“You look as fresh as a rose!” she exclaimed one morning, as Lois, with cheeks pink from exercise, came into one of the smaller recitation rooms where two or three girls were studying together.
“Well, I ought to have a color,” said Lois. “I’ve walked over from Newton.”
“Why, Lois Forsaith,” cried Polly, and “Lois Forsaith!” echoed Ruth. “Why in the world do you walk on a day like this?”
“This is just the kind of day for a walk. I had to stay indoors yesterday because my mother was ill, and on Sundays there is so much to attend to. I hadn’t time even to go to church. But the walk to-day has set me up again, and I feel equal to anything.”
“Walking is as bad as the gym.,” cried Polly Porson; “in the South we wouldn’t think either exactly ladylike.

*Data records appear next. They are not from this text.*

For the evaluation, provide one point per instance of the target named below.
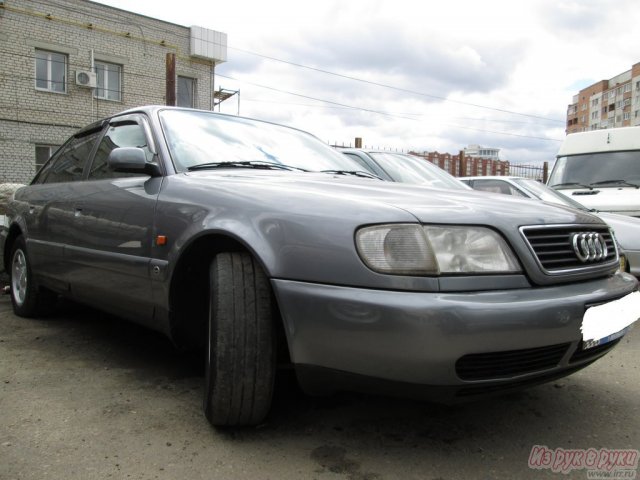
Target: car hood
(352, 195)
(626, 229)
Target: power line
(391, 87)
(120, 18)
(380, 112)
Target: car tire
(241, 353)
(27, 298)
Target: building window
(43, 152)
(51, 71)
(186, 92)
(109, 79)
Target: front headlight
(410, 249)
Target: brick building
(607, 103)
(66, 63)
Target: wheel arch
(189, 290)
(14, 232)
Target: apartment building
(607, 103)
(66, 63)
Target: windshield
(411, 169)
(541, 191)
(198, 138)
(588, 169)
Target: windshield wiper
(355, 173)
(257, 164)
(616, 182)
(573, 184)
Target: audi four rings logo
(589, 247)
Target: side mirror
(131, 160)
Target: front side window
(125, 134)
(109, 80)
(68, 163)
(186, 92)
(51, 71)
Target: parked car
(601, 169)
(264, 246)
(404, 168)
(626, 228)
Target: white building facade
(67, 63)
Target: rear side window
(68, 163)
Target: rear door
(113, 225)
(48, 208)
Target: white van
(601, 169)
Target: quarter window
(109, 79)
(51, 71)
(186, 92)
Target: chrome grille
(554, 249)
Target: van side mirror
(131, 160)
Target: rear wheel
(240, 361)
(27, 298)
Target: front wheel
(27, 298)
(240, 362)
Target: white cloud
(525, 57)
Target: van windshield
(597, 169)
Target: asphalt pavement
(88, 396)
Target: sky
(415, 75)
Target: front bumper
(633, 259)
(416, 338)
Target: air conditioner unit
(86, 78)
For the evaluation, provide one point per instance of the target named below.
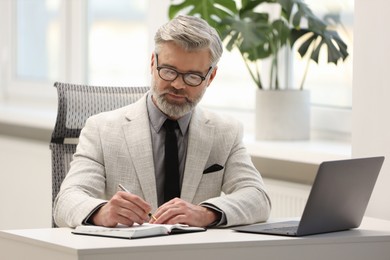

Why, until I came North I’d never walked a mile, really I never had, just for the sake of walking, I mean.”
“That’s nothing to be proud of,” commented Ruth. “Besides, I’d like to see any one try to walk on your Georgia roads—those red clay roads. I was in Atlanta once, and I know them. We were there two days on our way from Florida, and the roads were so bad that I wondered that feet in Georgia hadn’t become rudimentary from disuse.”
“Now, it isn’t so bad as that,” said Polly.
“Bad!” repeated Ruth. “Why, we started to drive one afternoon and our wheels sank deep into red clay until we were nearly buried alive.”
“Now, it isn’t so bad as that everywhere,” reiterated Polly. “You ought to have gone out Peach Tree Street; that’s a right good road, with a fine sidewalk, too.”
“Oh, I’ve seen Peach Tree Street, too, and I’ll admit that there’s no excuse for your not walking there.”